During the pre-tax reform years, New York permitted broker-dealers to source certain receipts using a market approach, as opposed to an origination approach, which provided broker-dealers potential apportionment relief, said Nicole Boutros of Eversheds Sutherland (US) LLP in New York.
The state overhaul’s shift to market-based sourcing “therefore eliminated many of the opportunities for apportionment relief that previously existed for broker-dealers,” she said in an email.

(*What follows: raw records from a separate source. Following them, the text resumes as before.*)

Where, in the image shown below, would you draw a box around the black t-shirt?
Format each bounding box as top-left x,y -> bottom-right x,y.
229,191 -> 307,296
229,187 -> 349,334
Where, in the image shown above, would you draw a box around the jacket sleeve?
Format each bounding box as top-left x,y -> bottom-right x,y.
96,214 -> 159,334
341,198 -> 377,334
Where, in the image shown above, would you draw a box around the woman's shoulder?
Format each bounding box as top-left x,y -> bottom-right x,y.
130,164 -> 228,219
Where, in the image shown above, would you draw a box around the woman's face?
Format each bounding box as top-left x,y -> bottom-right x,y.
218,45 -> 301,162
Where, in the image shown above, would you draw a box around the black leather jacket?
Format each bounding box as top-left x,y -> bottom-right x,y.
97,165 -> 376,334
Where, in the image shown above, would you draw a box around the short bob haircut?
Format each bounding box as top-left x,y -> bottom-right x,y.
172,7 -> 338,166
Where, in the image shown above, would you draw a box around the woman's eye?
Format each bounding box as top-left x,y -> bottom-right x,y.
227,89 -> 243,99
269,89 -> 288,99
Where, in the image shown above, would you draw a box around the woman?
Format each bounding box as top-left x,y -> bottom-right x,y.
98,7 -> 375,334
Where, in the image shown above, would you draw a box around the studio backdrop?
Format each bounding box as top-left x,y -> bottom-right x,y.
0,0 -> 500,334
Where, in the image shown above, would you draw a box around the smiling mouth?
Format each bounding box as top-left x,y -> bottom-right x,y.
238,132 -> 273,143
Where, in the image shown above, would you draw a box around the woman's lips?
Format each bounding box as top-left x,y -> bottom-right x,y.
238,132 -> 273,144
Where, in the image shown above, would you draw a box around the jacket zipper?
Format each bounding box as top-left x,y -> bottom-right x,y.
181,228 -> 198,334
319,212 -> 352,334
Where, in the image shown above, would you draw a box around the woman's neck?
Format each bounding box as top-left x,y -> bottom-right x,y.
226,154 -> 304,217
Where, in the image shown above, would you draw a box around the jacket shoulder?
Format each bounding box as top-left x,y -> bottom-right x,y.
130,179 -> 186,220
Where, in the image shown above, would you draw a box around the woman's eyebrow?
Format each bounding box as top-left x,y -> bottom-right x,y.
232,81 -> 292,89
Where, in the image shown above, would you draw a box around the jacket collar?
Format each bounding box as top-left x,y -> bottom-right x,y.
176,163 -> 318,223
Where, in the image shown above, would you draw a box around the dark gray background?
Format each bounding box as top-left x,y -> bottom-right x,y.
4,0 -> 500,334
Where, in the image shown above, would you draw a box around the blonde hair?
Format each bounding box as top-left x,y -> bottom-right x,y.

“However, the opportunities that do exist will likely be the focus of the debate in those years, such as for receipts from corporate bonds or certain asset-backed securities sold through broker-dealers. In those instances, taxpayers with a larger market in New York could benefit from registered broker-dealer treatment,” Boutros said.
New York adopts established federal income tax principles that deem a disregarded entity and its owner to be a single taxpayer, Upton said.
“Because the broker-dealer sourcing rules apply to a ‘taxpayer’ which is a registered broker-dealer,” he said, “many taxpayers reasoned that the owner of a disregarded, but registered, broker-dealer was required to apply the broker-dealer sourcing rules to assign the owner’s broker-dealer receipts—whether derived at the entity-level or passed through from its disregarded broker-dealer.”
Requiring a separate accounting of the disregarded entity’s receipts “represents a significant departure from New York’s prior treatment of disregarded entities,” Upton said.
Many taxpayers with refund claims or open audits on the receipts factor issue “are sticking to their positions,” while others implicated by the shift in the state and city positions “are taking a wait-and-see approach, to see whether this issue is raised in audit,” McLoughlin said.
Challenges to the state’s and city’s stance are likely in audits and through the appeals process, given the “significant tax impact” of the position, Upton said.
The challenges “could focus on whether the position is supported by the statutory broker-dealer apportionment provisions or on whether retroactive application of a changed policy complies with due process requirements,” he said.
The new state guidance “seems inconsistent with what the industry understood the department’s position to be with respect to flow-through and disregarded entities,” said Jack Trachtenberg, a principal with the multistate tax controversy services team at Deloitte Tax LLP in New York who has served as a deputy commissioner at the state tax agency.
It also appears inconsistent with the state’s treatment of partnerships and disregarded entities in other contexts, he said in an email.
Trachtenberg called the state’s position “questionable” and said “we encourage taxpayers to consult with their tax adviser to determine if their structure and operations offer an opportunity to challenge the guidance.”
The new policy “could result in significant tax assessments,” he said. “It involves questions of statutory interpretation, and given the stakes, this is definitely something that could end up in court.”
One point of vulnerability, Trachtenberg said, is that it is inconsistent with the state’s “typical conformity to the federal treatment,” in which a disregarded LLC should be treated as a division of its parent.
“Thus, if the disregarded LLC is a broker-dealer, its owner arguably should also be treated as a broker-dealer,” he said.
He also raised questions about whether the policy can be applied retroactively.
“The state claims that the position asserted in the guidance has always been its position, but that seems questionable given the language in the state’s prior guidance,” Trachtenberg said, pointing to advisory opinions issued in 2013 ( TSB-A-13(11)C) and 2016 ( TSB-A-16(1)C).
“Should evidence arise that this is actually a change of policy, the state may be restricted to applying it on a prospective basis only,” he said.
The guidance appears to formally align the state with the city on this issue, Trachtenberg said.
“Like the state guidance, the city guidance is meeting with taxpayer challenge and taxpayers are carefully analyzing the guidance to determine if a contrary position may be taken,” he said.